B. The scientific and mathematical definitions still change over time and can also change across cultures and contexts.
I can assure you that someone who has scored very high on an IQ test would not be considered "intelligent" in a group of film snobs if they were not aware of the history of film, up to date on the latest greats, etc. etc. These people would probably use the word intelligent to describe what they mean (knowledge of film) and not the precise technical definition we've come up with, if any, whether you like it or not.
My point is not that it is impossible to come up with definitions, my point is that for socially fluid concepts like intelligence, which are highly dependent on the needs and circumstances of the people employing the word, we will likely never pin it down. There is an asterisk on every use of the word. This is the case with basically every word to more or lesser degree, that's why language and ideas evolve in the first place.
My whole point is that people that don't realize this and put faith in IQ as though it is some absolute, or final, indicator of intelligence are dumb and probably just egotists who are uncomfortable with uncertainty and want reassurance that they are smart so that they can tell other people they are "babbling" and feel good about themselves and their intellectual superiority complex (read: self justified pride in being an asshole).
My claim is that this high variability and contextual sensitivity is a core part of this word and the way we use it. That's what I mean when I say I don't think we'll ever have a good definition.
EDIT: Or, to make it a little easier to understand. We will never have a universal definition of "moral good" because it is dependent on value claims, people will argue morality forever. My position is that "intelligence" is equally dependent on value claims which I think anyone who has spent more than five minutes with people not like themselves or trained in different forms of knowledge intuitively understands this.
- Exactly. We don't have a good definition of intelligence and I don't think we ever will. Like all social concepts, it is highly dependent on the needs, goals, and values of the human societies that define it, and so it is impossible to come up with a universal definition. If your needs don't align with the needs an AI has been trained to meet, you are not going to find it very intelligent of helpful for meeting those needs.
- The gauge I use for intelligence is how much stock a person puts into an IQ test.

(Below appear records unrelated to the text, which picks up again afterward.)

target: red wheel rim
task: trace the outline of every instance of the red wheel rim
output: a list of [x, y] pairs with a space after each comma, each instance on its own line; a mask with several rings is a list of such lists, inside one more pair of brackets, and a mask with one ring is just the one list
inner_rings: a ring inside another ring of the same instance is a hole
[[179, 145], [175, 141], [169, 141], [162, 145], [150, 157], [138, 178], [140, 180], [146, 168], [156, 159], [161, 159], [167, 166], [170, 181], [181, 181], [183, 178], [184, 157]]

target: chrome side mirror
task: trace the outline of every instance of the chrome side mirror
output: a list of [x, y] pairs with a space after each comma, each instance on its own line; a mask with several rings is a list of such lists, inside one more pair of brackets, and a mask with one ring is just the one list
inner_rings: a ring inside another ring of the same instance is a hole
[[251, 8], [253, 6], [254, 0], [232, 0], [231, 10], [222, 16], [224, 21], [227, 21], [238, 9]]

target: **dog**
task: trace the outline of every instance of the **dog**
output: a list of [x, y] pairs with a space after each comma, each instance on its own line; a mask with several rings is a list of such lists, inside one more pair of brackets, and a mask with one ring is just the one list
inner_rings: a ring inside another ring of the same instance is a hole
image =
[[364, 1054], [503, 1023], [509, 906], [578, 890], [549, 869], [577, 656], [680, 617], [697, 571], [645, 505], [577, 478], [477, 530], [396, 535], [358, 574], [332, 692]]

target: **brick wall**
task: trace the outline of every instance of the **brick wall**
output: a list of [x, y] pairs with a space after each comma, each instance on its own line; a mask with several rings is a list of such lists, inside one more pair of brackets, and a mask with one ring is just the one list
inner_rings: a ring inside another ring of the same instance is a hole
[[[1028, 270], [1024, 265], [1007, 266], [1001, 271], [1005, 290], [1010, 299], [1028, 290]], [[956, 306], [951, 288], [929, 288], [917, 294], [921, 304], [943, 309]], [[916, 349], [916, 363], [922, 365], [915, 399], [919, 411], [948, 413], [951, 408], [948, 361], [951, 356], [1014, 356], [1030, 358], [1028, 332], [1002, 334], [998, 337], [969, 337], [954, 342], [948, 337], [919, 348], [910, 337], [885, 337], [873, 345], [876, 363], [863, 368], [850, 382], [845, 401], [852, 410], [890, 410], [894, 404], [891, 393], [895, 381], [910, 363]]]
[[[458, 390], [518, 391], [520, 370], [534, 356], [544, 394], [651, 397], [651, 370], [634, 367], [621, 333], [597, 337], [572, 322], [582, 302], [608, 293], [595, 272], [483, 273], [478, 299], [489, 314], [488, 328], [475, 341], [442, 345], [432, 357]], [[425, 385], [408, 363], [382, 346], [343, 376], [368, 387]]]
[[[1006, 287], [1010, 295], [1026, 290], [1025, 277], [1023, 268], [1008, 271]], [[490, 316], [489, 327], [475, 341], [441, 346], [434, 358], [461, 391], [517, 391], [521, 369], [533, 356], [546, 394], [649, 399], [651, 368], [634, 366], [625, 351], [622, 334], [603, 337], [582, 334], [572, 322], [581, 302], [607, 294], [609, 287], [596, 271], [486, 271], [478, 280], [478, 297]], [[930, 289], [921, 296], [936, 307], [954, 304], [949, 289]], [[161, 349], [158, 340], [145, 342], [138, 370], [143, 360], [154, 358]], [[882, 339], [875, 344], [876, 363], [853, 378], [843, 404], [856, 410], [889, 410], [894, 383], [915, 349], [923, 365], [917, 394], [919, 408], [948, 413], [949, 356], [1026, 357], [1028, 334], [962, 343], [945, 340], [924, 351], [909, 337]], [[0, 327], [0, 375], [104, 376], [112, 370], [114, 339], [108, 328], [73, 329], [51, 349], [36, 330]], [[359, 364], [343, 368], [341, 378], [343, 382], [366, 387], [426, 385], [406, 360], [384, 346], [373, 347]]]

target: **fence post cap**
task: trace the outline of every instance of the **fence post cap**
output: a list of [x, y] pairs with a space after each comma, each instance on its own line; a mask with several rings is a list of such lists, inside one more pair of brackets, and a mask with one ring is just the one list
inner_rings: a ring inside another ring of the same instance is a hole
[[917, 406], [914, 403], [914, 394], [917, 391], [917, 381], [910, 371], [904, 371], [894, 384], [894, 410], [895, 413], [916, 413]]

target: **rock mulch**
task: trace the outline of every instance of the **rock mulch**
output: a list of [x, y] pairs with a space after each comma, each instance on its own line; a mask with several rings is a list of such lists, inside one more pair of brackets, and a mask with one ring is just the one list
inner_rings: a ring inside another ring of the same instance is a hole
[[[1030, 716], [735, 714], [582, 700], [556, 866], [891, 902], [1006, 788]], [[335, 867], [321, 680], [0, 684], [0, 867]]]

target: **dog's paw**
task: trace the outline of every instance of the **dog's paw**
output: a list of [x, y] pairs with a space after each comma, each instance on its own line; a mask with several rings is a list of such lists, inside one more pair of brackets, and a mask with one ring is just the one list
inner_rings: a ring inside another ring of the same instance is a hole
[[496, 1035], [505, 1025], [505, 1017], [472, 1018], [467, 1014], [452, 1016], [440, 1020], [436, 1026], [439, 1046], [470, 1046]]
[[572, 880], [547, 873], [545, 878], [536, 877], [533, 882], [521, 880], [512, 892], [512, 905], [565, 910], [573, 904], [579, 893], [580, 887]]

In my view, people who are able to question the legitimacy or applicability of IQ as a general measure of "intelligence", an idea that is highly contextual, are probably intelligent. They are at least smart enough to question social conceptions and to recognize the contingent nature of such conceptions. People who uncritically view IQ as some kind of unassailable proof of "intelligence" may be good at solving certain classes of known problems but, I really am not surprised that they may lack the imagination to contribute meaningful things to society, as a blind faith in a measure developed by fallible human beings is indicative of limited thinking /creativity.
Obviously someone can score well on an IQ test and question its validity as a signifier of intelligence, just as one can score poorly and place a strong degree of faith in it—but the way someone approaches it, in either case, is a very telling indicator of their own intellectual biases and limitations.
If you start studying basically any field that isn't computer science you will in fact discover that the world is rife with randomness, and that the dreams of a Laplace or Bentham are probably unrealizable, even if we can get extremely close (but of course, if you constrain behavior in advance through laws and restraints, you've already made the job significantly easier).
Thinking that reality runs like a clock is literally a centuries outdated view of reality.